When I cook, if no one else is at home, I like to watch movies I’ve seen before. Usually, it’s a movie I’ve seen so many times, I only have to look up on the very best parts; when the music swells, or a dissonant chord lets me know that something important is going to happen. Now, these movies are more current, and popped in with a DVD that I choose from my “feel good” collection of sappy chic films. You know, the kind that you grin through, sigh about, and avoid telling your friends you really like? Like Sleepless in Seattle, Notting Hill, or Cousins with Isabella Rossellini. But the real films I long to see are the ones I spent my adolescence watching on our first color TV. Hilarious when you think about it, because most of these old movies were in black and white. Cable shopping channels, and craft shows were nonexistent, so local channels ran old movies. In the summertime, or late at night and on weekends, I could watch one movie after the other in blissful, non-thinking, oblivion. I could fry my impressionable young self on Esther Williams, who was my authority on smiling under water, or holding breath even longer than Houdini, or Rock the Hunk Hudson and Humphrey Bogart. They’re more difficult to find these days, though. If I took the time in my not so busy life, I could check the guides for Turner Classic Movies or American Movie Classics and maybe I’d get lucky. But I don’t. I rot my brain with this blog now, instead.

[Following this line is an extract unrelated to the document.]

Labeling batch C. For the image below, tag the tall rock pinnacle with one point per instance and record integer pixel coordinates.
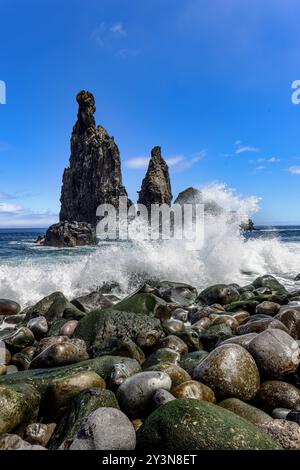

Unfortunately, these two movie channels, although continuing to show “classic” films, also show… ahem…classics like Conan the Barbarian, Halloween, and Basic Instinct. Huh? Oh, I get it. Someone in ratings land thinks thirty-somethings wax prolifically for films like this to re-live the great days of their adolescence. Sharon Stone’s shadowy nether regions? Classic? Uh…Nope.
What I want to watch are those glorious black and white movies that that loser Ted Turner colorized thinking he could dupe those less fortunate from a younger generation into watching. It’s sort of an “oooh — look at the pretty colors” concept instead of think about the films themselves, because, well, it’s all about making money, right? He should have been arrested for that.
The really good films are ones you just want to curl up in bed with on a cloudy day. They’re even too good to cook by, because although you’ve seen them what seems like a million times, you don’t want to miss anything. Films like The Ghost and Mrs. Muir, the most haunting love story you’ll ever see. Or Alfred Hitchcock’s Rear Window — yes that creepy guy is really Raymond Burr, the old Perry Mason and can you believe how great Grace Kelly and James Stewart are together? I never could see what that whole go to Monaco and marry that prince guy was all about. Any movie with that hunky Cary Grant, and especially North by Northwest, the ultimate twisting chase movie, is worth watching. Or The Philadelphia Story, or Laura. Does anyone even know who Gene Tierney is anymore? You should have seen her in Leave her to Heaven. Or any and all of the Frank Capra films — especially if Carole Lombard was in them.
Who? I know. You’ve never heard of her. This is Carol Lombard with Jimmy Stewart who were both in another fabulous film, Made for Each Other.
I’m not sure about why I’ve always had this love affair with movies in general, but old films and movie stars in particular. Maybe it’s the result of spending about five years of my early childhood living without television. We went to the movies instead. Watching all those gorgeous people on that huge screen was the ultimate fairyland for a little girl who wanted to be as gorgeous as Audrey Hepburn was in Roman Holiday, sing like there was no tomorrow, and clack across an enormous stage just like Fred and Ginger.
Life just looked so grand. And no matter how hard I tried, I couldn’t dance by myself like that in our living room.